# chest pain scenario



## trauma1534 (Nov 26, 2006)

You have a 59 yom patient.  He has been experiencing crushing chest pains for the last hour.  Pain is radiating down his left arm, and he is now vomiting, sweating perfusly, and just plane out looking crappy.  

Allergies:  PCN
Medications:  Nitro SL/PRN, ASA 81mg
Past Medical Hx:  He has had some bouts with chest pain before, so his doctor gave him some Nitro, and he takes ASA on his own, has for years.  Otherwise, pretty healthy 59 yo.
Last oral intake:  2 hours ago, ceriel and toast with milk

Before this chest pain started, he was just setting in his chair, watching his dog play with a bone, had been since he ate.

The only thing he said was that he did take a pill last night.  He has not taken any Nitro yet.  He actually forgot about it, till EMS showed up and started asking about his medications.  

B/P:  160/78   Resp:  26    HR:  102   Pain on a ten scale:  9  O2 Sats:  92%

What would you do?


----------



## jeepmedic (Nov 26, 2006)

Press hard 2 copy's. He can drive.


----------



## trauma1534 (Nov 26, 2006)

jeepmedic said:


> Press hard 2 copy's. He can drive.



Geeze!  You had to give it away so soon?  lol

No really people, this is a good scenario, and one to learn from!  Help me out here Jeep!  LOL


----------



## jeepmedic (Nov 26, 2006)

trauma1534 said:


> Geeze!  You had to give it away so soon?  lol
> 
> No really people, this is a good scenario, and one to learn from!  Help me out here Jeep!  LOL





I'll never tell


----------



## trauma1534 (Nov 26, 2006)

You better not!!!  ;-p


----------



## Medivixen (Nov 27, 2006)

Follow local protocol...that is why they are there.
My protocol is as follows:

High flow O2 via NRB
nitro 0.4mg SL
transport code 4 with ALS intercept if available
ASA 81mg x 2 chewed
vitals 
if bp is over 100 systolic and pain still persists 2 more doses of nitro 5 mins apart
after 3rd dose stop wait 5 mins and give Entonox if not contraindicated
position of comfort


----------



## FFEMT1764 (Nov 27, 2006)

IV, O2, monitor, 12 lead, NTG x3 SL spray provided BP >90 systolic. ASA 243 mg (he's already had 81 mg in the past 12 hours). If no pain relief after NTG call for orders for morphine 2-10 mg titrated to effect. Any further treatment would then be based on the next set of vitals and what the 12 lead shows. And yes, transport to the chest pain center.


----------



## trauma1534 (Nov 27, 2006)

That's all well and good, but you guys have probably just killed your patient!  Aren't you the least bit interested in what that pill was that he took last night?  And how long it had been since "last night" when he took it?


----------



## ndilley (Nov 27, 2006)

could that "pill from last night" be something along the lines of viagra, in which spraying him full of nitro would make his blood pressure hit the floor? in which case follow the o2, monitor, iv, asa, protocol and just skip the nitro


----------



## Epi-do (Nov 27, 2006)

1.  Request ALS, if not already enroute

2.  High flow O2, 15 lpm via NRB

3.  2 - 81 mg baby ASA

4.  Make sure he hasn't taken any viagra, levitra, etc.

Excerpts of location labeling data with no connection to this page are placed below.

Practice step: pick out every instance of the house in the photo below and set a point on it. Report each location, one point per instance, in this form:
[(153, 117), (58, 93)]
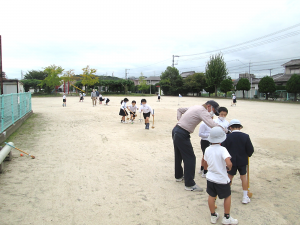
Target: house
[(186, 74)]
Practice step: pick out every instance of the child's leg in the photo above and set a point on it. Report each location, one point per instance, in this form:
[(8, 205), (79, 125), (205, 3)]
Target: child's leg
[(211, 203), (227, 204)]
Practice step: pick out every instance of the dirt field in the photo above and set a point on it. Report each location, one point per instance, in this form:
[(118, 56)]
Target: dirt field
[(91, 169)]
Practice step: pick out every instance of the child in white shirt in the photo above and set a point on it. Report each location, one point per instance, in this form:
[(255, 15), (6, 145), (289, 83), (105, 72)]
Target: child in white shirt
[(218, 161), (132, 108)]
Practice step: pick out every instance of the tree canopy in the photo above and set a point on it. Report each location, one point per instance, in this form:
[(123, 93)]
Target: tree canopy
[(215, 71), (293, 85), (226, 85), (243, 85), (171, 82), (266, 85), (52, 78)]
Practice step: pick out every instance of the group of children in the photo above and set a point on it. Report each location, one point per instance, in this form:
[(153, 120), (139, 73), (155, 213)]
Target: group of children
[(223, 156), (145, 108)]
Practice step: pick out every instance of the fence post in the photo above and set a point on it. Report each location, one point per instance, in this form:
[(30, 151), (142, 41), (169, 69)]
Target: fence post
[(12, 109)]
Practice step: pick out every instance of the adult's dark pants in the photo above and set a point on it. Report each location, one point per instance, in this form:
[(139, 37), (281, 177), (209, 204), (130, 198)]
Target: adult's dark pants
[(183, 151)]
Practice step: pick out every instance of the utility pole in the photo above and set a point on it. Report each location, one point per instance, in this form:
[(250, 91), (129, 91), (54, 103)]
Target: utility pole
[(126, 73), (1, 75), (173, 59)]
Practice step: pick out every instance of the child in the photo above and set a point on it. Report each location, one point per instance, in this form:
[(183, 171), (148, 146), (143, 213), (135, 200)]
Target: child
[(100, 99), (64, 100), (240, 148), (233, 100), (123, 111), (146, 112), (204, 132), (217, 159), (132, 108), (106, 100), (221, 120)]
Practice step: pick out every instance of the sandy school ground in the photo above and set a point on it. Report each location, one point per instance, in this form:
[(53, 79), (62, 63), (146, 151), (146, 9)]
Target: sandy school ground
[(91, 169)]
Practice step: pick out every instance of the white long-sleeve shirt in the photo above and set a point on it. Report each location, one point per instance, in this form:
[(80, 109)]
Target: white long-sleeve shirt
[(204, 131), (132, 108), (123, 105), (223, 123), (146, 108)]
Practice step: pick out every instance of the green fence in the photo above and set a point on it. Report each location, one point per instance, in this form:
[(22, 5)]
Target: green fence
[(13, 108)]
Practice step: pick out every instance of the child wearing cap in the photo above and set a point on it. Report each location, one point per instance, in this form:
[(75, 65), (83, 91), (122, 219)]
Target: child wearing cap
[(240, 148), (217, 159)]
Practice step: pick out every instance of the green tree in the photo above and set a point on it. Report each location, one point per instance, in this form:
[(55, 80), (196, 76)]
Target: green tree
[(195, 83), (266, 85), (293, 85), (143, 83), (88, 77), (171, 82), (215, 71), (226, 85), (35, 74), (244, 85), (52, 78)]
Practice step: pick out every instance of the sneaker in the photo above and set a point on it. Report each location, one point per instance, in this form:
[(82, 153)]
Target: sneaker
[(246, 200), (229, 221), (193, 188), (180, 179), (213, 219)]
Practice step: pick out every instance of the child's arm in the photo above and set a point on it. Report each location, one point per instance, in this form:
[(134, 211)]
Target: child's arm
[(228, 164)]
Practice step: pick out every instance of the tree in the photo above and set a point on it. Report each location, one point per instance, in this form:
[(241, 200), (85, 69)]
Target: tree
[(171, 82), (52, 78), (244, 85), (143, 83), (35, 74), (68, 76), (88, 77), (195, 83), (215, 71), (293, 85), (266, 85), (226, 85)]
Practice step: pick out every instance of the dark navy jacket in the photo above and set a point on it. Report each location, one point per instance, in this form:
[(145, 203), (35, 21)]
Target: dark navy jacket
[(240, 147)]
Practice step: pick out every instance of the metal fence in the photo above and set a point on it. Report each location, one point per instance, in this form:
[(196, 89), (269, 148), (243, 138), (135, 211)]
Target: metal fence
[(13, 108)]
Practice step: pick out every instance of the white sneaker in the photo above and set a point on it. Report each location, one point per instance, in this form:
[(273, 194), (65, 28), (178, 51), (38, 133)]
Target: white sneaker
[(213, 219), (229, 221), (193, 188), (246, 200)]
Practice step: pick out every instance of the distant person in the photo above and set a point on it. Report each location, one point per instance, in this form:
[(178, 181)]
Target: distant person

5.  Assist with patient's nitro only if the pill wasn't anything mentioned above.  (If it was viagra, levitra, etc, then just load and go.)

6.  Load and go (hopefully meeting ALS)

7.  Only if no viagra, reassess VS, as long as BP remains above 110 systolically, repeat nitro up to a total of 3 doses.  If ALS isn't available, and after 3 doses patient is still complaining of pain, contact receiving facility for orders to administer additional nitro (again, after reassessing BP).


----------



## trauma1534 (Nov 27, 2006)

ndilley said:


> could that "pill from last night" be something along the lines of viagra, in which spraying him full of nitro would make his blood pressure hit the floor? in which case follow the o2, monitor, iv, asa, protocol and just skip the nitro



You are exactly right!  It was viagra!


----------



## FFEMT1764 (Nov 27, 2006)

In my experience most people on viagra tell you they are when the are having chest pain, they all have watched the TV and know that NTG and Viagra and etc can cause profound hypotension. The hypotension, if treated agressively, can be reversed, but it does take several hours, and lots of treatment.  Good practice- always have the patient show you all the pill bottles for every med they take prior to giving them ANY medication other than oxygen...lots of drugs have interactions that can be bad, not just NTG and Viagra.


----------



## Airwaygoddess (Nov 27, 2006)

Lets hear it for a good SAMPLE hx and protocals!!^_^ :beerchug:


----------



## trauma1534 (Nov 27, 2006)

FFEMT1764 said:


> In my experience most people on viagra tell you they are when the are having chest pain, they all have watched the TV and know that NTG and Viagra and etc can cause profound hypotension. The hypotension, if treated agressively, can be reversed, but it does take several hours, and lots of treatment.  Good practice- always have the patient show you all the pill bottles for every med they take prior to giving them ANY medication other than oxygen...lots of drugs have interactions that can be bad, not just NTG and Viagra.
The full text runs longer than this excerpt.